El trabajo identifica al grupo familiar con el mayor afectado en las consultas, con el 57.9 %. Le siguen problemáticas individuales, con el 32,9% y conflictos colectivos, que afectan a la comunidad, con el 6,6%.

Obstáculos de acceso a la justicia

Las personas que se acercan a ATAJO tras algún tipo de mediación o contacto con la Iglesia, tienen diversos obstáculos para acceder a la justicia. El informe estadístico revela que el principal factor que dificulta el acceso es la falta de compresión del sistema legal, con el 28% de los casos, seguido por la complejidad burocrática, con el 24 %; y las trabas procesales o administrativas, con el 20,8%.

Convenios

La actuación de ATAJO en el sur del conurbano bonaerense se inició tras la firma de un convenio con el obispado de Quilmes, en abril de 2016, suscripto entre la Procuradora Alejandra Gils Carbó, y monseñor Carlos José Tissera. En tanto, la atención en la zona oeste comenzó en agosto de este año, luego del acuerdo que firmaron la Procuradora General y el obispo de la diócesis de Merlo-Moreno, Fernando Maletti.

Respecto de localidad bonaerense de José León Suárez, las actuaciones comenzaron en abril de 2016, cuando Gils Carbó suscribió un acuerdo similar con el padre José María “Pepe” Di Paola, que incluyó el decisivo apoyo del intendente local, Gabriel Katopodis, titular del partido de San Martín. En esta zona de la provincia de Buenos Aires, la atención es fija y se realiza de lunes a viernes, tras la apertura de una agencia ATAJO en octubre de 2016, que funciona en la avenida Juan Manuel de Rosas 3200.

En los barrios vulnerables de la Ciudad Autónoma de Buenos Aires, en tanto, y si bien la atención funcional de ATAJO se realiza independiente de los acuerdos formales suscriptos con la Iglesia, la relación diaria entre curas villeros y operadores del Ministerio Público Fiscal nutre mutuamente la labor de unos y otros. No obstante, en abril de 2016 la Procuración general de la Nación selló un convenio con el vicario general del Arzobispado de Buenos Aires, monseñor Joaquín Sucunza, y los sacerdotes de la Pastoral Villera porteña, representados en aquella oportunidad por el padre Lorenzo “Toto” de Vedia.

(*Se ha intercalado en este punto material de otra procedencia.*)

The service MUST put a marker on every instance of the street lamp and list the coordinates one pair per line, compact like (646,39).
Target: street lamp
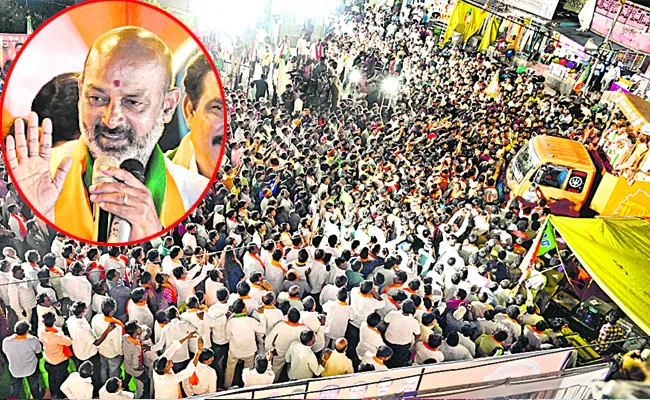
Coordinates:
(355,76)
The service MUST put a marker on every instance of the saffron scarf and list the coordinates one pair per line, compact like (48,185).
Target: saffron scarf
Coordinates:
(21,224)
(116,322)
(66,349)
(172,289)
(78,219)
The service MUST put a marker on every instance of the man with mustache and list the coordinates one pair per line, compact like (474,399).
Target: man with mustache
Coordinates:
(126,97)
(200,149)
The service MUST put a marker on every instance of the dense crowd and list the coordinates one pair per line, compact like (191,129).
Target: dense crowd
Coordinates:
(350,229)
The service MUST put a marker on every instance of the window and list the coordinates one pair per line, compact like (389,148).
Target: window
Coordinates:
(524,161)
(551,175)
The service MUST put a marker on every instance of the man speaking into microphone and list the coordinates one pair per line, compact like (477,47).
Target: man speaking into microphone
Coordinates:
(125,99)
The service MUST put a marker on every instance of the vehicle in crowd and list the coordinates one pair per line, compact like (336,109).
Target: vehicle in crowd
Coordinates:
(573,180)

Algo similar ocurre en la provincia de Córdoba. Allí el apoyo del cura Mariano Oberlin, con una importante tarea pastoral en el barrio Müller, en la periferia de la ciudad capital, significó el punto de partida para la experiencia de ATAJO en la provincia mediterránea, allá por 2015. Desde agosto de este año, esa experiencia se extendió a la ciudad de Río Cuarto, gracias al decisivo aporte del padre Carlos Juncos, de la Parroquia San Roque.

El trabajo mancomunado entre efectores eclesiásticos y operadores del Ministerio Público Fiscal reconoce tres niveles:

1) la atención directamente en las parroquias, como ocurre desde fines de octubre en la villa 15 de la CABA, junto al párroco Sebastián Sury;

2) la derivación de casos a ATAJO realizada por miembros de la iglesia realizan a ATAJO, y

3) el trabajo conjunto en la Carpa Misionera de Mar del Plata, en la que los curas realizan tareas de promoción social en los territorios deprimidos junto a efectores de la Dirección de Acceso a la Justicia del MPF.

A esta mancomunión se suma la experiencia del ATAJO móvil en el conurbano, que traza un recorrido semanal de acuerdo a las necesidades operativas de la Pastoral Social.

Metodología

El informe pone de relevancia el impacto que tiene la Iglesia en las consultas recibidas en los ATAJO móvil del conurbano (Quilmes, Berazategui, Florencio Varela, Dock Sud, Moreno), Córdoba (Barrio Müller), Villa 15 (últimas 2 semanas), Mar del Plata (Barrio Las Heras, Parque Palermo, Santa Rita, Autódromo, Belgrano, Don Emilio, Bernardino Rivadavia, personas Situación de calle, Centro comunitario Nuestra Señora de Luján, Carpa Misionera, Parador Parroquia Santa Rita). Metodológicamente, el trabajo estadístico surge de la sumatoria de consultas derivadas por alguna institución religiosa seleccionadas por palabras clave.